The best way to understand the requirements is to examine typical DSP algorithms and identify how their compositional requirements have influenced the architectures of DSP processor. Let us consider one of the most common processing tasks the finite impulse response filter.
For each tap of the filter a data sample is multiplied by a filter coefficient with result added to a running sum for all of the taps .Hence the main component of the FIR filter is dot product: multiply and add .These options are not unique to the FIR filter algorithm; in fact multiplication is one of the most common operation performed in signal processing -convolution, IIR filtering and Fourier transform also involve heavy use of multiply -accumulate operation. Originally, microprocessors implemented multiplication by a series of shift and add operation, each of which consumes one or more clock cycle .First a DSP processor requires a hardware which can multiply in one single cycle. Most of the DSP algorithm require a multiply and accumulate unit (MAC).
In comparison to other type of computing tasks, DSP application typically have very high computational requirements since they often must execute DSP algorithms in real time on lengthy segments ,therefore parallel operation of several independent execution units is a must -for example in addition to MAC unit an ALU and shifter is also required .
Executing a MAC in every clock cycle requires more than just single cycle MAC unit. It also requires the ability to fetch the MAC instruction, a data sample, and a filter coefficient from a memory in a single cycle. Hence good DSP performance requires high memory band width-higher than that of general microprocessors, which had one single bus connection to memory and could only make one access per cycle. The most common approach was to use two or more separate banks of memory, each of which was accessed by its own bus and could be written or read in a single cycle. This means programs are stored in a memory and data in another .With this arrangement, the processor could fetch and a data operand in parallel in every cycle .since many DSP algorithms consume two data operands per instruction a further optimization commonly used is to include small bank of RAM near the processor core that is used as an instruction cache. When a small group of instruction is executed repeatedly, the cache is loaded with those instructions, freeing the instruction bus to be used for data fetches instead of instruction fetches -thus enabling the processor to execute a MAC in a single cycleHigh memory bandwidth requirements are often further supported by dedicated hard ware for calculating memory address. These memory calculating units operate in parallel with DSP processors main execution units, enabling it to access data in new location in the memory without pausing to calculate the new address.
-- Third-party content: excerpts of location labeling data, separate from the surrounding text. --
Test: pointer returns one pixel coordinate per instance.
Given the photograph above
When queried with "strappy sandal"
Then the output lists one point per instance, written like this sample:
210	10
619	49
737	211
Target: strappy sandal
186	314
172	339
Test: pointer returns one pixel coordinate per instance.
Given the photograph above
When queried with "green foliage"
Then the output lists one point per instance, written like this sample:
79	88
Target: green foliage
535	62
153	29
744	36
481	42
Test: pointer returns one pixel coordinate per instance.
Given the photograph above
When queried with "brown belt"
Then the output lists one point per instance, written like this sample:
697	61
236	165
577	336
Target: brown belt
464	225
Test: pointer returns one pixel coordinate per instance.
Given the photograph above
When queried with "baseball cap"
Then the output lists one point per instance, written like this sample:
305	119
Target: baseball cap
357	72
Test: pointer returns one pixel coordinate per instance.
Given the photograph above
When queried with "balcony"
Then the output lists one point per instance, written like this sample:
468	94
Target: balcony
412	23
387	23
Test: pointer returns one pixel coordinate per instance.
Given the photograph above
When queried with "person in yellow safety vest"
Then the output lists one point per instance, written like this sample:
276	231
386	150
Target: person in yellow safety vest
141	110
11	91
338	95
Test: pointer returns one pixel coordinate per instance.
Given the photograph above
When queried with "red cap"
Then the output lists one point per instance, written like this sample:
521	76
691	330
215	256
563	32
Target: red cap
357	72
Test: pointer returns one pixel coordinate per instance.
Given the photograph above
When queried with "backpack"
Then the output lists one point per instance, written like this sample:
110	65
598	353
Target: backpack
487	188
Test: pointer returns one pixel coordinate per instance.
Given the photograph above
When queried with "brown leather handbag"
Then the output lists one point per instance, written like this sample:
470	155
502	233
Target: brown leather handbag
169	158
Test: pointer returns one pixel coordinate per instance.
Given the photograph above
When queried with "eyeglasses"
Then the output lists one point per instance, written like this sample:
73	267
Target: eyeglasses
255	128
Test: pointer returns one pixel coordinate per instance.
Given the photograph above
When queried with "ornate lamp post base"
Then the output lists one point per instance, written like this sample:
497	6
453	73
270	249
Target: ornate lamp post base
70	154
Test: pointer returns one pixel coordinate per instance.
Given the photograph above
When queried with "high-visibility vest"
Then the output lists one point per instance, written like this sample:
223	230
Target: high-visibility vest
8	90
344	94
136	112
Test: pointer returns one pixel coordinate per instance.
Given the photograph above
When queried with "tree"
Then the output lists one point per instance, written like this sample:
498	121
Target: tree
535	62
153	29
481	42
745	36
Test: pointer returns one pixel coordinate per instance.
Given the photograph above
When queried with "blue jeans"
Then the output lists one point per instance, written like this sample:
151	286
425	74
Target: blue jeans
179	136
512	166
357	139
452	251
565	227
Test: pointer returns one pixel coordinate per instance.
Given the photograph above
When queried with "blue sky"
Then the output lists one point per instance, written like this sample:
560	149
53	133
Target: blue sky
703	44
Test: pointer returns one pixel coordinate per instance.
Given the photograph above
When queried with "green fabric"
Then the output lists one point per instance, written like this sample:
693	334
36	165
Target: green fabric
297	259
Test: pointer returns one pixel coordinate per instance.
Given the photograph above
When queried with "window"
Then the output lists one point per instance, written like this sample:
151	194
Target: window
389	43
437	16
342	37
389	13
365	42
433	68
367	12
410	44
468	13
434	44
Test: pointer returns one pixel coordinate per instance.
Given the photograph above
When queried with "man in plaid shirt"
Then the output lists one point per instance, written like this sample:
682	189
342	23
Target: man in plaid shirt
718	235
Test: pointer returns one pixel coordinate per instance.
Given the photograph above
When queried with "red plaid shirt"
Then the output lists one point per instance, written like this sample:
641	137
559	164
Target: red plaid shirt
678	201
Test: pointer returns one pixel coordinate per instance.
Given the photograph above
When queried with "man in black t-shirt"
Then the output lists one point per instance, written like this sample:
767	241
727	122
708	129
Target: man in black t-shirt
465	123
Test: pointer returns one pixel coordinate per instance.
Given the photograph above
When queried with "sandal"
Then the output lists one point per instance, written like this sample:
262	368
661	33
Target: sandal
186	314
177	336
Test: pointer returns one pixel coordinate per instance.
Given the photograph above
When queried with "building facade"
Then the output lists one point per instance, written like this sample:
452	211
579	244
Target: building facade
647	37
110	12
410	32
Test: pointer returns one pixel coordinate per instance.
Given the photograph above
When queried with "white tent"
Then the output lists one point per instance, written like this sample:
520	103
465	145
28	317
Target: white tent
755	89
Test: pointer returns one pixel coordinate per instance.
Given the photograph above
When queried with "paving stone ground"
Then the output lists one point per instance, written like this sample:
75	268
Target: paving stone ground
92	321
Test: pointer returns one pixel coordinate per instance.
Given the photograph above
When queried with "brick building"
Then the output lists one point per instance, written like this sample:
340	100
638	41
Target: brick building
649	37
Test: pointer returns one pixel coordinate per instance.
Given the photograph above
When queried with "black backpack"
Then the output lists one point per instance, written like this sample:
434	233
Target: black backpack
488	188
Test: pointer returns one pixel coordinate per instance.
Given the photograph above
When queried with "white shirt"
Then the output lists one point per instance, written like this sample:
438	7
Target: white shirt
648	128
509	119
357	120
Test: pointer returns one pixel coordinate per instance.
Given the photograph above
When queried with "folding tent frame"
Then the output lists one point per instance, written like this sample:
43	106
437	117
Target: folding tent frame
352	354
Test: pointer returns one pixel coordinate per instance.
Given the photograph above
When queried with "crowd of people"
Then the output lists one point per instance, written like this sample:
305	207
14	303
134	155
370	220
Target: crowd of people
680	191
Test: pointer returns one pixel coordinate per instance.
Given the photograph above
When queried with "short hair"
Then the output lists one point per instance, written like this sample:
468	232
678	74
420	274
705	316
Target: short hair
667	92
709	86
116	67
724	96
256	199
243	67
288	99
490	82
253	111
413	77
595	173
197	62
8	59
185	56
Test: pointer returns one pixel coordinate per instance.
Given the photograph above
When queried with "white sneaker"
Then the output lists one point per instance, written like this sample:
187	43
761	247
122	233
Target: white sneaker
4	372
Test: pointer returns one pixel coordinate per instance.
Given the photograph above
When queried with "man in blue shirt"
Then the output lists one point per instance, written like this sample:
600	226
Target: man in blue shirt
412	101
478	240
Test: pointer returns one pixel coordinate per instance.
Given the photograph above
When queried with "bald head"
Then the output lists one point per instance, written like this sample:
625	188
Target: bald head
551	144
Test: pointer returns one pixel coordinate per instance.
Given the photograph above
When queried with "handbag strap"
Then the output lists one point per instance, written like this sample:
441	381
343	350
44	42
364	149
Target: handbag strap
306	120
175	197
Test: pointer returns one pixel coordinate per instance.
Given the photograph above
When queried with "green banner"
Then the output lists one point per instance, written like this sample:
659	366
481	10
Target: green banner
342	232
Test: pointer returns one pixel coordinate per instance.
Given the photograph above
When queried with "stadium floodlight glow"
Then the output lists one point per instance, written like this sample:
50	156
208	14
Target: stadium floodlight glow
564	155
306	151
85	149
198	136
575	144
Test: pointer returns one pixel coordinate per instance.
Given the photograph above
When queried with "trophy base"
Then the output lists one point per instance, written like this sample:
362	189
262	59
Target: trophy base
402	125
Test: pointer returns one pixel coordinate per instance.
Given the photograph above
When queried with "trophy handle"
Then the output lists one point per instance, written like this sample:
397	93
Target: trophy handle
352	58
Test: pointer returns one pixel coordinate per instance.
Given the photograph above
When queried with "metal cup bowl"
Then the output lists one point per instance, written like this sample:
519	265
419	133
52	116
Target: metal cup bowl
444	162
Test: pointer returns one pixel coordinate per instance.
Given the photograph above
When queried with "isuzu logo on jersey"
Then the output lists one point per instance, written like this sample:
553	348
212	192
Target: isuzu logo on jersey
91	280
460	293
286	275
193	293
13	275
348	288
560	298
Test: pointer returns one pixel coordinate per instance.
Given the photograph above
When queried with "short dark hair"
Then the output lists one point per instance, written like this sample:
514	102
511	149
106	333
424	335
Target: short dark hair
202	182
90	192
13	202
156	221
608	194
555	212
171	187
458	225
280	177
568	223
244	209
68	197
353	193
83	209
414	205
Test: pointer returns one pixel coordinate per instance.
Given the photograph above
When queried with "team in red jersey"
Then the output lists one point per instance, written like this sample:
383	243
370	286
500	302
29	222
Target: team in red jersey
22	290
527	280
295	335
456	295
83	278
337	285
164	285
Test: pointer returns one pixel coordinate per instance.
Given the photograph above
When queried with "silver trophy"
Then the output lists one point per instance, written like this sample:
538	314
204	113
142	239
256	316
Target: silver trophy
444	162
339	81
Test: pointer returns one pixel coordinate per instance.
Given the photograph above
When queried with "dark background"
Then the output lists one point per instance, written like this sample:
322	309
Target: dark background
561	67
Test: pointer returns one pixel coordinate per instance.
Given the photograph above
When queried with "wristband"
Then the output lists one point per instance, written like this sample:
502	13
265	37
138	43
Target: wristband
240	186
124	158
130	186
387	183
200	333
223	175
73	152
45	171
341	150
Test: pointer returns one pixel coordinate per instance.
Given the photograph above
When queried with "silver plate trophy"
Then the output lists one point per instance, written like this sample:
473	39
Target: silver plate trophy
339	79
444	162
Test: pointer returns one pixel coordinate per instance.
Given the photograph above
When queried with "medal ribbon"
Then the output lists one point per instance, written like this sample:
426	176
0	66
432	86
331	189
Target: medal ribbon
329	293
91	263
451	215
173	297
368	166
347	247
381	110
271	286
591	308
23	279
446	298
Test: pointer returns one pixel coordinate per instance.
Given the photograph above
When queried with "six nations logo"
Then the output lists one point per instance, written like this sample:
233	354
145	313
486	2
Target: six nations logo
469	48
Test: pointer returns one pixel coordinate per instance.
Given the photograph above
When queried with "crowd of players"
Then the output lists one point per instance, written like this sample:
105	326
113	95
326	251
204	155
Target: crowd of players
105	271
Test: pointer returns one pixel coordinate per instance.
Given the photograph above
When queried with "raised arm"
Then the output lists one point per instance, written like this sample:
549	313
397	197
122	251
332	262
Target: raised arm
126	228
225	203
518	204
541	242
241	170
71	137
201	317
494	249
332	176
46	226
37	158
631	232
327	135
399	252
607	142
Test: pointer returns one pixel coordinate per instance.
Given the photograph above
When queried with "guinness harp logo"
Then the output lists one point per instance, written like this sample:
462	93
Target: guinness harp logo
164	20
Memory accesses in DSP algorithm tend to exhibit very predictable pattern: for example For sample in FIR filter , the filter coefficient are accessed sequentially from start to finish , then accessed start over from beginning of the coefficient vector when processing the next input sample .This is in the contrast of other computing tasks ,such as data base processing where accesses to memory are less predictable .DSP processor address generation units take advantage of this predictability of supporting specialize addressing modes that enable the processor to efficiently access data in the patterns commonly found in DSP algorithms .The most common of these modes is register indirect addressing with post increment , which is used to automatically increment the address pointer for the algorithms where repetitive computations are performed on a series of data stored sequentially in the memory .Without this feature , the programmer would need to spend instruction explicitly incrementing the address pointer .